Infant colic is excessive crying in a healthy baby that resolves after three months. Previous studies have included babies whose crying has persisted beyond that diagnostic threshold. This study, published in the latest Journal of Paediatrics, is the first in Australia to focus solely on colic.
For the study, MCRI and RCH researchers tracked 99 infants with colic and 182 without, looking for differences in behavioral outcomes once the children reached toddler age. They found no difference in behavioral or regulatory problems such as sleeping, feeding, and temperament.
Lead author Dr. Georgie Bell said there was often concern around the impact of colic on child behavior and family dysfunction in the longer term, with previous studies delivering mixed results.
"This study confirms to parents that if their baby is crying a lot in the first three months of life, there will not be long-lasting impacts on their child's behavior or the wellbeing of the family when compared with babies without infant colic at two to three years of age," Dr.

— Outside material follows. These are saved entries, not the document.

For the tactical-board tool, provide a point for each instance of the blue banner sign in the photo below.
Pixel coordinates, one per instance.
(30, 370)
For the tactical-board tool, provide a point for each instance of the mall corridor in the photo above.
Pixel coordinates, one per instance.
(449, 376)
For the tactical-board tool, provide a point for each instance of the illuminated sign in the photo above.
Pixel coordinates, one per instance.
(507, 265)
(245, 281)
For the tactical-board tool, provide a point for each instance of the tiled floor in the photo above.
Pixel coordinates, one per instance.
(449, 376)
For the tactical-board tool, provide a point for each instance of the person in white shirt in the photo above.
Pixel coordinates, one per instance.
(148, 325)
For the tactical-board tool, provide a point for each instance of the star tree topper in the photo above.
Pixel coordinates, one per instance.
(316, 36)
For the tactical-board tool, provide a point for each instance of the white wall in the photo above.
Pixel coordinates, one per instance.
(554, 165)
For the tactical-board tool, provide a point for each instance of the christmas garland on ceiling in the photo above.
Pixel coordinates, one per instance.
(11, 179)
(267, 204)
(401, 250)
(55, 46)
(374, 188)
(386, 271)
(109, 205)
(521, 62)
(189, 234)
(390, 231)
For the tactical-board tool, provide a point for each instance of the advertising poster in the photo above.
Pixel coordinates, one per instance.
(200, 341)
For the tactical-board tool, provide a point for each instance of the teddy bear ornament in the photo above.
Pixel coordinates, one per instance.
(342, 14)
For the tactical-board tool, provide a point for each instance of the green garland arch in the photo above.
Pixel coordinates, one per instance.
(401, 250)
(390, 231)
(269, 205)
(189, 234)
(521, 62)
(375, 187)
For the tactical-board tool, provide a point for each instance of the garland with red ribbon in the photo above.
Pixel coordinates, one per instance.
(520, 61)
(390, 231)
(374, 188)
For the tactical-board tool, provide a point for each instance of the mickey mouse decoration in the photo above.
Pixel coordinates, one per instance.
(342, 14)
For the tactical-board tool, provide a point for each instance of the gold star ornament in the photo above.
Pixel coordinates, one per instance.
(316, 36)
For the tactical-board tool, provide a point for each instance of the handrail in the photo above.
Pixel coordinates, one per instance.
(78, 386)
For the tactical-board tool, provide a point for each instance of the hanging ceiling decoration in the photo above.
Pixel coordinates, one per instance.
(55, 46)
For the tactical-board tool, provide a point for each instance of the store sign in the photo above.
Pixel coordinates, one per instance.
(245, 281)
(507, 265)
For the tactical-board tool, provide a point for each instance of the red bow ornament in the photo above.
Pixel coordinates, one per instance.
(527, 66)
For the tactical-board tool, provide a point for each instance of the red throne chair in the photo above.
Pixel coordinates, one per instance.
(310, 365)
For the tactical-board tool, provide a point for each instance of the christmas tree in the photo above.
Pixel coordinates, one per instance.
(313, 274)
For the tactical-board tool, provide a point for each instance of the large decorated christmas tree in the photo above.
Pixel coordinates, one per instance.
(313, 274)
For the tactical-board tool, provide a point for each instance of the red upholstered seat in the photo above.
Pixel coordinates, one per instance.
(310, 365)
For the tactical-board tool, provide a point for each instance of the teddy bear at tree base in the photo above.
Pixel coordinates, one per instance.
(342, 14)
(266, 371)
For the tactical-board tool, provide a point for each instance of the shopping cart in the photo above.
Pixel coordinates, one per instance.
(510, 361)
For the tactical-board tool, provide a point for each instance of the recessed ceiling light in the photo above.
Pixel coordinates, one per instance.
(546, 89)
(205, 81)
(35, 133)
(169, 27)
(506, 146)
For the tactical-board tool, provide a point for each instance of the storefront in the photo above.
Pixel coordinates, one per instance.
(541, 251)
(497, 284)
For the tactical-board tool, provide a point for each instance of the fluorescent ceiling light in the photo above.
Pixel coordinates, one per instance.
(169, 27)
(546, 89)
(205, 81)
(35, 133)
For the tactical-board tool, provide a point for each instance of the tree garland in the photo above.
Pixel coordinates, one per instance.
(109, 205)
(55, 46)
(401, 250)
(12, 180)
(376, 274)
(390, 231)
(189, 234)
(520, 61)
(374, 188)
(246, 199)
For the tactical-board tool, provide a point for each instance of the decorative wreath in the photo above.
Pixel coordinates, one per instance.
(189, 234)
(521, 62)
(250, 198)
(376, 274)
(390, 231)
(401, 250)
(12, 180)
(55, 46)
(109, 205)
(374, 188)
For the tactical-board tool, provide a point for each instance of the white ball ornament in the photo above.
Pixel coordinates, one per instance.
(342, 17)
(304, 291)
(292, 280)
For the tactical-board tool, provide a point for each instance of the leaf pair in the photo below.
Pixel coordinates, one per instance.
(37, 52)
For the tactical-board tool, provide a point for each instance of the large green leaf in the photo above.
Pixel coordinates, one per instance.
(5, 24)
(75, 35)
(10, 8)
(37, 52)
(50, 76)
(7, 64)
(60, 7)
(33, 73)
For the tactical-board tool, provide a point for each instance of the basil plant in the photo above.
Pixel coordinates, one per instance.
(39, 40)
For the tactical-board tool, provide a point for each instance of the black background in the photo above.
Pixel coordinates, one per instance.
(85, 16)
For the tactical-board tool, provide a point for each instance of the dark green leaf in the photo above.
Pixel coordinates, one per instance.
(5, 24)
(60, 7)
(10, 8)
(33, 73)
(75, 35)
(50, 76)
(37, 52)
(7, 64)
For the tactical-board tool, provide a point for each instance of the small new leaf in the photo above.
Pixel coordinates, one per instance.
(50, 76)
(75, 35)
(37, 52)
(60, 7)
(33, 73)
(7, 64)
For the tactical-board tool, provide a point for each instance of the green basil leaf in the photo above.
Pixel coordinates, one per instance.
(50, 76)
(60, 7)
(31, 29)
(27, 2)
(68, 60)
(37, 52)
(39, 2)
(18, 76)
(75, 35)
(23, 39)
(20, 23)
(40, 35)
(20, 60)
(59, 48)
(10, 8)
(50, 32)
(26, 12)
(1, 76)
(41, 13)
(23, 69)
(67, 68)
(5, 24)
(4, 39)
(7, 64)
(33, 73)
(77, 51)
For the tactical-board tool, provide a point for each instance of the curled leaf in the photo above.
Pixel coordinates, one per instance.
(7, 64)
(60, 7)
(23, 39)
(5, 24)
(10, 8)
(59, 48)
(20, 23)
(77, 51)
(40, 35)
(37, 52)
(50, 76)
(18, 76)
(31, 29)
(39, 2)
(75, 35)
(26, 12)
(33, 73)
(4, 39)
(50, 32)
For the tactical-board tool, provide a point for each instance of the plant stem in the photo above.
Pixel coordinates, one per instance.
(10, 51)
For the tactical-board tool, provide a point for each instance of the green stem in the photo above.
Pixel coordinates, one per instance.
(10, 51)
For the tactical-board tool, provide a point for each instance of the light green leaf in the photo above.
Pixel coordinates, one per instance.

Bell said.
"While it is no doubt a difficult time for parents, we can now reassure them that there is light at the end of the tunnel and that their baby will grow up to be a toddler without the higher risk of behavior problems than other children who did not have colic."
One in five babies suffers colic, putting their mothers at increased risk of post-natal depression. Dr. Bell said she was among those to develop depression following the birth of her second child who suffered colic.
"If someone had been able to tell me that things were going to get better, it would have made my experience different," said Georgie, whose son is now six years old.
Colic in babies has previously been linked to such adverse outcomes as parental depression, child abuse, family dysfunction and early weaning.
Co-author and MCRI researcher Dr. Valerie Sung said the study also showed no difference in mental health between parents whose babies had colic and those whose children did not.
"What we can say now is that if the colic resolves within three months, your child's behavior and the well-being of your family should be no different at two or three years of age than for families whose baby who did not have colic," Dr. Sung said.